The task is to show that if $f \in L^{\infty}\left(\mathbb{R}\right)$, then
$$\lim\limits_{n\to \infty}\left(\int\limits_{\mathbb{R}}\frac{|f(x)|^n}{1+x^2}dx\right)^{\frac{1}{n}}=\left\|f\right\|_{L^{\infty}\left(\mathbb{R}\right)} $$
I want to show it with sqeeze theorem. From one hand,
$$\left(\int\limits_{\mathbb{R}}\frac{|f(x)|^n}{1+x^2}dx\right)^{\frac{1}{n}}\le \left(\int\limits_{\mathbb{R}}\frac{\left\|f\right\|_{L^{\infty}}^n}{1+x^2}dx\right)^{\frac{1}{n}}=\left\|f \right\|_{L^{\infty}\left(\mathbb{R}\right)}\left(\int\limits_{\mathbb{R}}\frac{1}{1+x^2}dx\right)^{\frac{1}{n}}=\left\|f \right\|_{L^{\infty} } \pi^{\frac{1}{n}}$$
So, everything looks good, but I can't find an estimate from another hand. Have you any ideas how to do it, or, perhaps, just how to prove this statement?

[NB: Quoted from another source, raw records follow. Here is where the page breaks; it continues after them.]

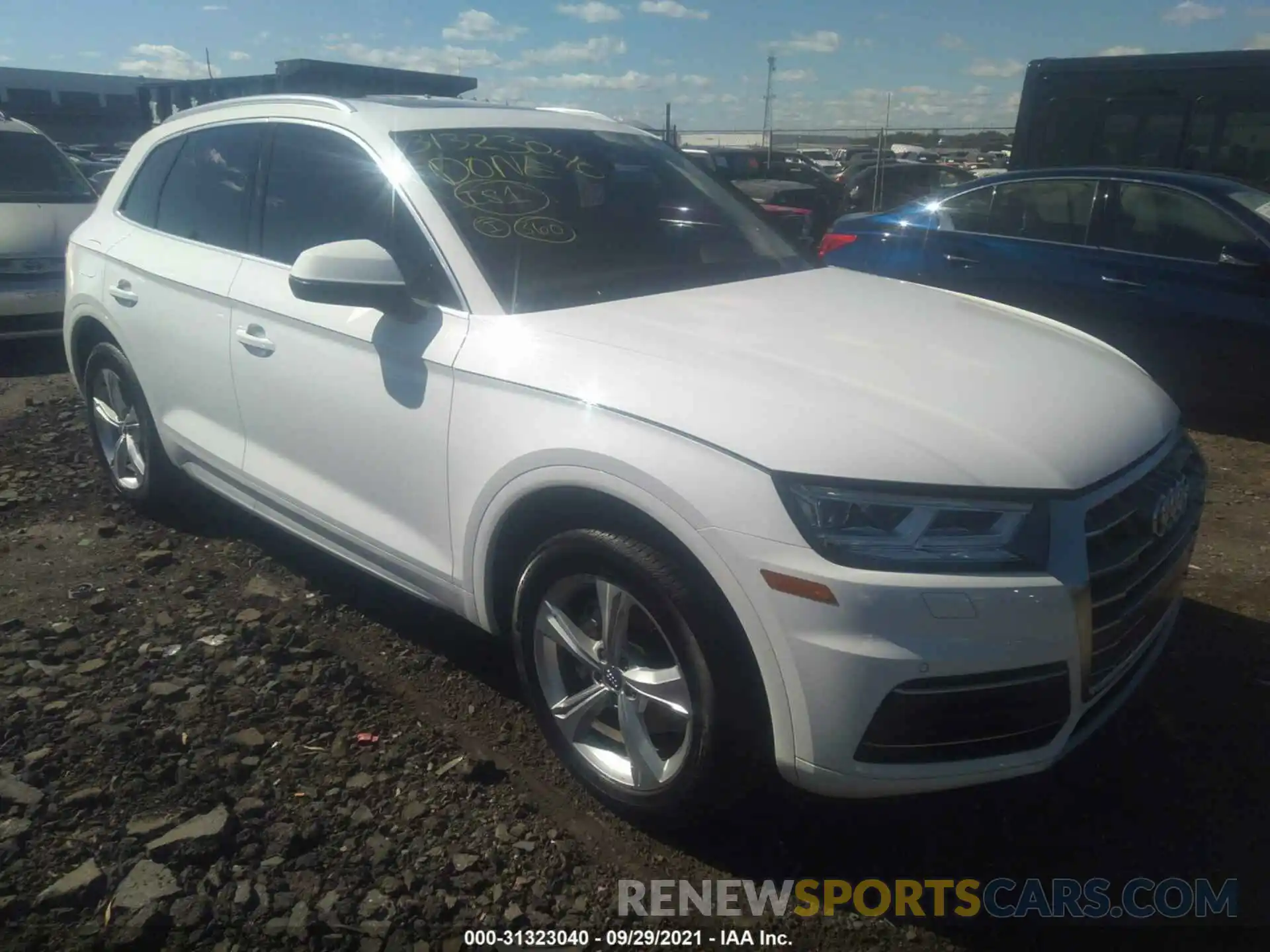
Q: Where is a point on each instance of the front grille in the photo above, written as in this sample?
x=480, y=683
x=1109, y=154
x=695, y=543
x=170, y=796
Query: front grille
x=1138, y=542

Given $M<\|f\|_\infty$, let $A_M=\{x\in\mathbb R : f(x) \geq M\}$. By the definition of $\|f\|_\infty$, each such set $A_M$ has positive Lebesgue measure. Then for each $M<\|f\|_\infty$, \begin{align*} \left(\int_{\mathbb R} \frac{|f(x)|^n}{1+x^2}\ dx\right)^{1/n} &\geq \left(\int_{A_M} \frac{M^n}{1+x^2}\ dx \right)^{1/n} \\ &= M\left(\int_{A_M} \frac{1}{1+x^2}\ dx \right)^{1/n}\\ &\to M \end{align*} since $\int_{A_M}\frac{1}{1+x^2}\ dx>0$, and this gives the desired bound.